Saturday 21 March 2009

The "poor man's" semantic web

From its very beginning, the quest for smart queries over that vasts amount of unstructured data we call the the Web has been a very elusive endeavor, yet one of the greatest importance.

The problem is that the Web has developed mostly as a medium of unstructured documents for people rather than of information that can be manipulated automatically.

The very creator of the web as we know, Tim Berners-Lee, has largely discussed this limitation and has also proposed a solution: the Semantic Web. The main idea is augmenting Web pages with hyperlinks to definitions of key terms and rules for reasoning about them logically. This meta data is targeted at computers and the resulting infrastructure will allow complex knowledge intensive tasks such as highly functional personal agents.

But this idea has not yet taken off. The main reason is that adding such metadata results cumbersome to the persons who creates the pages. It is not natural in the context of the content creation, at least not beyond the simple tagging or categorization of pages.

More recently, another even more radical approach has emerged: the answer engines. In this case the goal is not only to enrich the content with semantic, but to produce pure knowledge content like complex conceptual maps, basic facts and inference rules to allow answering question by computing results instead of just searching for already existing documents that contain the desired information. Two example of this approach are True Knowledge and Wolfram.

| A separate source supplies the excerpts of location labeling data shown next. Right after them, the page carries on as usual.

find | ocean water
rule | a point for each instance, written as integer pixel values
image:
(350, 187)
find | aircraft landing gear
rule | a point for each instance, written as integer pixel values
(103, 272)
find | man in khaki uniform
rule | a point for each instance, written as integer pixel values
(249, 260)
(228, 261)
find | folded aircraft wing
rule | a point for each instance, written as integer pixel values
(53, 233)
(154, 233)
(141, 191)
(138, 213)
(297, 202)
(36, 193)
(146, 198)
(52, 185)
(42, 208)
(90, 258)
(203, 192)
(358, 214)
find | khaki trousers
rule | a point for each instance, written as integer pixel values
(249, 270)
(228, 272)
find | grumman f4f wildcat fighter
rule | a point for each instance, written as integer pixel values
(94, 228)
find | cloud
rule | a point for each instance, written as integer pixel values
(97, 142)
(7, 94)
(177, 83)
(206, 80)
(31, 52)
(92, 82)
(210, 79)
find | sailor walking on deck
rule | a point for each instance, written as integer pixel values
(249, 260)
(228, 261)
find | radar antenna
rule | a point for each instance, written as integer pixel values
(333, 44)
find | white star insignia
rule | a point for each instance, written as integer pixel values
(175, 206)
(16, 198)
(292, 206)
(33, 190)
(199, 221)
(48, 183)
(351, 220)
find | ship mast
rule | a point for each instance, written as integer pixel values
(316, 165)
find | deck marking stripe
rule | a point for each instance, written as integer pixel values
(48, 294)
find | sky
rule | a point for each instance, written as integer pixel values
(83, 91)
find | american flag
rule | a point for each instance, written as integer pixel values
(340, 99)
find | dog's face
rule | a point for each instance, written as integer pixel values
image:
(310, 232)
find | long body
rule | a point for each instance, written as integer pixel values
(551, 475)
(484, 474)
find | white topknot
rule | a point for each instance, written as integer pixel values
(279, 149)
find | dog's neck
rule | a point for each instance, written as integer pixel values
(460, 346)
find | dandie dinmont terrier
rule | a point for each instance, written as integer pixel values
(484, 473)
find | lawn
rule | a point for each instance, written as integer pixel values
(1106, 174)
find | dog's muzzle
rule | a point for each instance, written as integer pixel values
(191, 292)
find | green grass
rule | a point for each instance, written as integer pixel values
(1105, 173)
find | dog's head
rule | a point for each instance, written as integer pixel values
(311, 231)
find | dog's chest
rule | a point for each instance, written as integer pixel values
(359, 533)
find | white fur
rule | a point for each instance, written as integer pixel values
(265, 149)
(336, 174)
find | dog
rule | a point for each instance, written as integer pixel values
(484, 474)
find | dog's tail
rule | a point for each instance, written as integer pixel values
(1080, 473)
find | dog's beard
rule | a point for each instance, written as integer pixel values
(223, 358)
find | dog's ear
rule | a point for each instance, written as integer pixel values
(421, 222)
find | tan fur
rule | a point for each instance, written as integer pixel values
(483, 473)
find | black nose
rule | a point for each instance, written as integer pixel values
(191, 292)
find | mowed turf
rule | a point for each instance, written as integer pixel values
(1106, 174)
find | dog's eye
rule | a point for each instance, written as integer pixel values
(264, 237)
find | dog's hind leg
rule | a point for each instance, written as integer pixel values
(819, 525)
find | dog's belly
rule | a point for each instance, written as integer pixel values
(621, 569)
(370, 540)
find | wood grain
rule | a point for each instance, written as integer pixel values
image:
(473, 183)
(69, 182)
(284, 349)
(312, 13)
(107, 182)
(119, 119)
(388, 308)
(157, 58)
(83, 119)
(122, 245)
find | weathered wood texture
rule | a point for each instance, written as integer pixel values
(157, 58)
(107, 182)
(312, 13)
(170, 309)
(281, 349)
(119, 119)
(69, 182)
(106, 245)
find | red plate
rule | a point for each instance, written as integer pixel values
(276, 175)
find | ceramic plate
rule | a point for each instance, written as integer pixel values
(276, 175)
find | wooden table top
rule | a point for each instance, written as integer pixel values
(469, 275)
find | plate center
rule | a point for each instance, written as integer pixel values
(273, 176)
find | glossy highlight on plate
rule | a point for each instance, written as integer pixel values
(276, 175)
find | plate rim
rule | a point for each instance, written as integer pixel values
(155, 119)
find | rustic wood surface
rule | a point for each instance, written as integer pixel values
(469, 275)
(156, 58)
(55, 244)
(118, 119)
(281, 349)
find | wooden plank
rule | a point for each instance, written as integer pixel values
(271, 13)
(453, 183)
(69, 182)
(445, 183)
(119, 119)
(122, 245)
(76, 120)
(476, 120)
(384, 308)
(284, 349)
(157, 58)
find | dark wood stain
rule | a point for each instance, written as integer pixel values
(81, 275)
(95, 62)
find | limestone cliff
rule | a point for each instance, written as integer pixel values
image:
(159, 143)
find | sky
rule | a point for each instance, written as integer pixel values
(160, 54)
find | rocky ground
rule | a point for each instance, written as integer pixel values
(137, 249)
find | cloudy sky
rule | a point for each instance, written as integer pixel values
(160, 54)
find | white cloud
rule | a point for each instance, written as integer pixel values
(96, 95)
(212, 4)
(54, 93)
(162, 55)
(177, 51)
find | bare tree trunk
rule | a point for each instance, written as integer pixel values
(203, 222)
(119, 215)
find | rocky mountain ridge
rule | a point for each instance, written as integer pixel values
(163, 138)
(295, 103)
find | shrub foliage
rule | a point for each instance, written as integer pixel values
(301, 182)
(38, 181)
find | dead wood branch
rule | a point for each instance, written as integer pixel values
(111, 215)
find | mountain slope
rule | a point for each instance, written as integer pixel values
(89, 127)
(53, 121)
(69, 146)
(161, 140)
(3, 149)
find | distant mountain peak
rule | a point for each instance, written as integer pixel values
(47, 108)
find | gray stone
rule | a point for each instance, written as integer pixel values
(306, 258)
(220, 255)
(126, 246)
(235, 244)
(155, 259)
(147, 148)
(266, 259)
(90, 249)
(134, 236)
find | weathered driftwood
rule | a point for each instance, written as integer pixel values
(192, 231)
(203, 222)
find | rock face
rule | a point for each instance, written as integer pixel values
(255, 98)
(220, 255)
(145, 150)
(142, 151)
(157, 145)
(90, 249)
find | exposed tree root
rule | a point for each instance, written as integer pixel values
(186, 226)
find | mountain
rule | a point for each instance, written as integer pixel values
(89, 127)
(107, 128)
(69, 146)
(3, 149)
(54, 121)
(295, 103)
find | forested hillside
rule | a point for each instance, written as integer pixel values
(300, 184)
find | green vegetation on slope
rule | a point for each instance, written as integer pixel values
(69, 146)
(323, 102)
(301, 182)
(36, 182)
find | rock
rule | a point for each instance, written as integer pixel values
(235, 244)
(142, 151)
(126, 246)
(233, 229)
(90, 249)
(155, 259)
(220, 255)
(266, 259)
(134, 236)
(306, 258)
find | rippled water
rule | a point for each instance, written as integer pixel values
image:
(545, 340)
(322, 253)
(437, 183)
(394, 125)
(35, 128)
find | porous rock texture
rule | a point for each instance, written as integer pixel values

I'm really skeptic abut this model. First, because I don't believe it is scalable. The amount of human knowledge doubles every few years (two or five, depending who you ask), so how to keep the pace with that feeding such knowledge data bases? Second, I don't think it is economically feasible. Even if you could enter all that knowledge, could you make a business out of it? Unless you provide enough intelligence to actually create new knowledge in non trivial ways, I doubt so.

But more importantly, do we really need such intelligent web?

Let's consider how Google works. its tremendous success of Google comes, to a great extend, to simple yet powerful idea: use the implicit knowledge that exists in the web. Google search algorithm not only use the content of a page but also consider the key words used in the hyperlinks that point to that page. This is basically a sort of poor man's semantic annotation, well if you can call Google poor.

Now, if you have, as Google does, access to billions of pages and hundreds of thousands of processors to mine it, can't you arrive to the same "intelligent" answers to questions as with a answer engine? I guess that the result would be difficult to differentiate. To start with, if a question worth to be asked (and very likely, even if not), surely someone already put the answer in a web page. Consider this question from Wolfram's web page "What is the 307th digit of Pi?". A quick search on Google retrieves as the first this page on which you can search for any digit of pi.

Paraphrasing what Gary Kasparov famously said after been defeated by Deep Blue: "quantity can become quality", meaning that a brute force approach, given enough resources can actually achieve results that are indistinguishable for actual intelligence.

Update: It is clear that the guys at Google Research share this view: The Unreasonable Effectiveness of Data.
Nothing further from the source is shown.